Though, DJs will be disgusted to know, it's long been an ambition of mine to re-enact that scene from the film. 'Guilty Pleasures' would be a good place to kick it off, if that club hasn't died a well deserved death yet. Call it a tribute act.
Oh wow, an ultra-rare original copy of Screechie Across the Border by Courtney Melody!!! Oh, OK, not really. Still, a fantastic 80s classic, all the same. And, on a raggacore tip, this here copy of Junglist b/w Murderer by FFF is one of my faves . It's like being clobbered around the bonce by a volley of amen breaks, with dirty, radioactive basslines sizzling underneath. FFF also did a pretty awesome split 12" with LFO Demon - apologies to the German bloke, but FFF kills it, as far as my ears can determine. I think the 7" format really suits raggacore - a whole elpee's worth, and it does start to drag a bit, unless you're fried off your box at some DIY rave in a squatted Woolworths store.
By the way, you know those little plastic things you have to insert on these 45s to fit the disc onto the spindle (see top pic)? I haven't removed them for effect - I'm running seriously low on these! I end up having to swap them around as I go - by the time you read this, the one in Gunz in the Ghetto will probably be nestling in that red vinyl Stooges bootleg. Yeah, I know I can probably pick up a large bag of them on eBay for about 30p, but...

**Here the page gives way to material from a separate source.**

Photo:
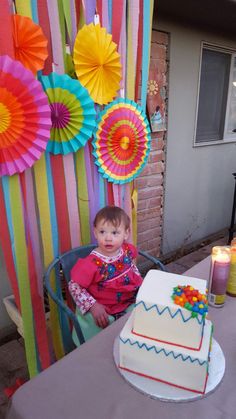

(* - You know that time I asked you to come along, said you might really enjoy it? And I might have understood if you'd said that loud hip hop, reggae and jungle soundsystems weren't your thing, or even that you hated the thought of having to queue for the toilet, or loathed the idea of being caught in the scrum, or were scared of being mugged or food-poisoned by a plate of half-cooked jerk chicken...but you didn't want to go that year, or any year, cos your brother told you Notting Hill Carnival's "sad"??? How the hell did we last so long?)